More importantly, Shopping Express lets Google reach deeper into the massive coffers of retailers and consumer product goods (CPG) companies. In 2013, the retail and CPG sectors accounted for roughly $13 billion in digital advertising in the US. Assuming 25% of marketing dollars were spent online, these two industries taken together commanded marketing budgets worth $52 billion.

CPG companies will be particularly incentivized to advertise more online. Since they traditionally do not sell directly to consumers, relying instead on retailers like Target, CPG companies lack access to purchasing data and cannot easily trace how many sales, if any, came from a specific ad. These companies have unsurprisingly viewed marketing as a means to build brand awareness, not drive sales.

Shopping Express changes this. Clicking an ad from Colgate could drop a box of toothpaste into your digital shopping cart. Budweiser could offer digital coupons hours before the Super Bowl and observe how much those deals influenced sales. For the first time, brands will have an easy and reliable mechanism for measuring how well advertising drives actual sales.

Shopping Express coupled with YouTube presents an even more tantalizing prospect for CPG marketers. Compared to text, video provides a superior medium for emotionally connecting with consumers and generating demand, especially for visual products like food and beverages. Prices also encourage impulse buying in ways not possible with more expensive items like cars. It’s improbable people would spontaneously drop $100,000 on a new Mercedes even if commercials enabled the functionality, but what about $5 Jimmy Dean sausages for tomorrow morning? The power of Shopping Express means commercials can build brand awareness while driving sales at the same time.

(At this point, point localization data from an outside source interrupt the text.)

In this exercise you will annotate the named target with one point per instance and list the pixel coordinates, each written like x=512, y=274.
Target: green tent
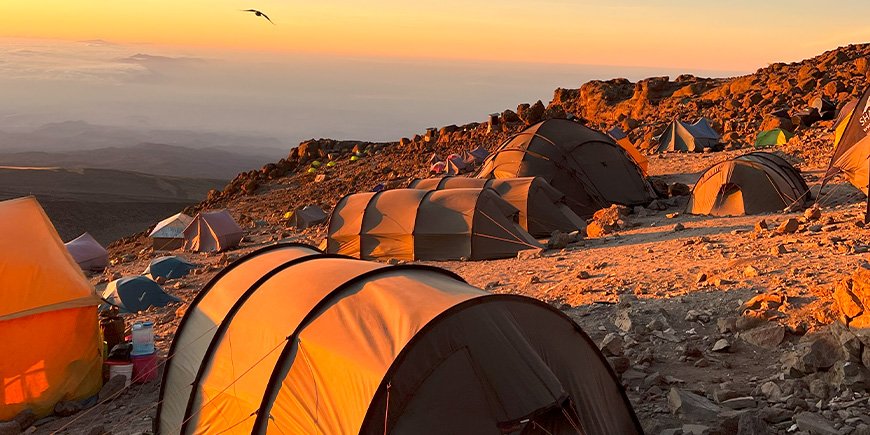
x=772, y=137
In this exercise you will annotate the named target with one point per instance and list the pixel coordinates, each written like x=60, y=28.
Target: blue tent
x=169, y=267
x=135, y=293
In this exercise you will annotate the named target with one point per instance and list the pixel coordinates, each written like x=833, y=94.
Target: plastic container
x=144, y=368
x=143, y=338
x=122, y=368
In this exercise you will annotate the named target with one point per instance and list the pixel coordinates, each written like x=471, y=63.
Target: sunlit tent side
x=169, y=267
x=133, y=294
x=88, y=252
x=682, y=136
x=289, y=340
x=586, y=165
x=542, y=208
x=212, y=231
x=412, y=224
x=750, y=184
x=623, y=140
x=168, y=234
x=773, y=137
x=49, y=335
x=851, y=155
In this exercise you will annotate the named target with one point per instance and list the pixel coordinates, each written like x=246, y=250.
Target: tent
x=682, y=136
x=542, y=208
x=622, y=140
x=168, y=234
x=171, y=267
x=586, y=165
x=852, y=147
x=289, y=340
x=412, y=224
x=773, y=137
x=88, y=252
x=212, y=231
x=49, y=334
x=136, y=293
x=306, y=217
x=750, y=184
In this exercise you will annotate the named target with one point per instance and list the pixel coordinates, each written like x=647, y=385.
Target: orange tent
x=49, y=335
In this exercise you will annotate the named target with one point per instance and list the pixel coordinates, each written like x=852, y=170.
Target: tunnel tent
x=542, y=208
x=773, y=137
x=682, y=136
x=625, y=142
x=319, y=343
x=169, y=267
x=412, y=224
x=212, y=231
x=586, y=165
x=750, y=184
x=133, y=294
x=49, y=333
x=851, y=156
x=168, y=234
x=88, y=252
x=307, y=217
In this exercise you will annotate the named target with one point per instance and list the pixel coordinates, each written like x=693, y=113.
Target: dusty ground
x=648, y=273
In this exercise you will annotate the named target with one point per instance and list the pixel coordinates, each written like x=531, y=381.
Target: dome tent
x=411, y=224
x=168, y=234
x=49, y=332
x=542, y=208
x=586, y=165
x=136, y=293
x=170, y=267
x=88, y=252
x=367, y=348
x=752, y=183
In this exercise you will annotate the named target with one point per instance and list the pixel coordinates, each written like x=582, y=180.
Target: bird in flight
x=259, y=14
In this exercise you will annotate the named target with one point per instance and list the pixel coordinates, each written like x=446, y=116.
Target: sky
x=374, y=69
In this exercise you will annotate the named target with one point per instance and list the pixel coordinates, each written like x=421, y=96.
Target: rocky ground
x=715, y=325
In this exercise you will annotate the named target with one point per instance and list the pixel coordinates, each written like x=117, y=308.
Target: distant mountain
x=149, y=158
x=107, y=203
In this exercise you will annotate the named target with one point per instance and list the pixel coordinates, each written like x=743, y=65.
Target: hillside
x=714, y=324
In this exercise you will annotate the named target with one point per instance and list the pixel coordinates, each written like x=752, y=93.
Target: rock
x=612, y=345
x=721, y=345
x=814, y=424
x=112, y=388
x=768, y=336
x=25, y=419
x=10, y=428
x=751, y=424
x=790, y=226
x=692, y=406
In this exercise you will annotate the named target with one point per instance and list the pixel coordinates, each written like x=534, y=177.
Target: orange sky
x=741, y=35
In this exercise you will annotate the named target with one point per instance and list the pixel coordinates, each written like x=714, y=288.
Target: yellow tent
x=49, y=334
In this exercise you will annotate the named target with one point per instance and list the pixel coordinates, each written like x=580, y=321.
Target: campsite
x=686, y=253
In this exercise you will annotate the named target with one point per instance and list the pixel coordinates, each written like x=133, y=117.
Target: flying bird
x=259, y=14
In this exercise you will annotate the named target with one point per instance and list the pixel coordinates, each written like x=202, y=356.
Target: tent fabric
x=542, y=208
x=318, y=343
x=88, y=252
x=168, y=234
x=587, y=166
x=682, y=136
x=307, y=217
x=750, y=184
x=212, y=231
x=773, y=137
x=851, y=155
x=169, y=267
x=133, y=294
x=45, y=294
x=413, y=224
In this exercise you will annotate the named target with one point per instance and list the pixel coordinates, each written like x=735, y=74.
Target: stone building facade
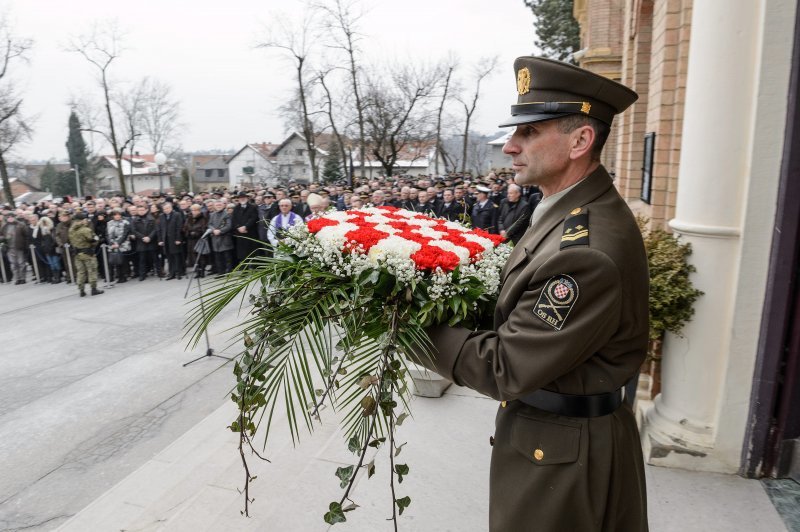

If Shopping Express can help persuade CPG companies and retailers to shift another 10% — 25% of their budgets online, it means the service could potentially widen the digital advertising pie by $5 billion — $13 billion and contribute billions to Google’s top line, assuming the company maintains its 33% market share.

The program naturally needs a much broader footprint before luring more marketing money from CPG companies and retailers, and success is far from guaranteed. There are many ways the program could stumble and flame out. Yet despite its limited reach today, Shopping Express represents a very smart, very bold move by Google.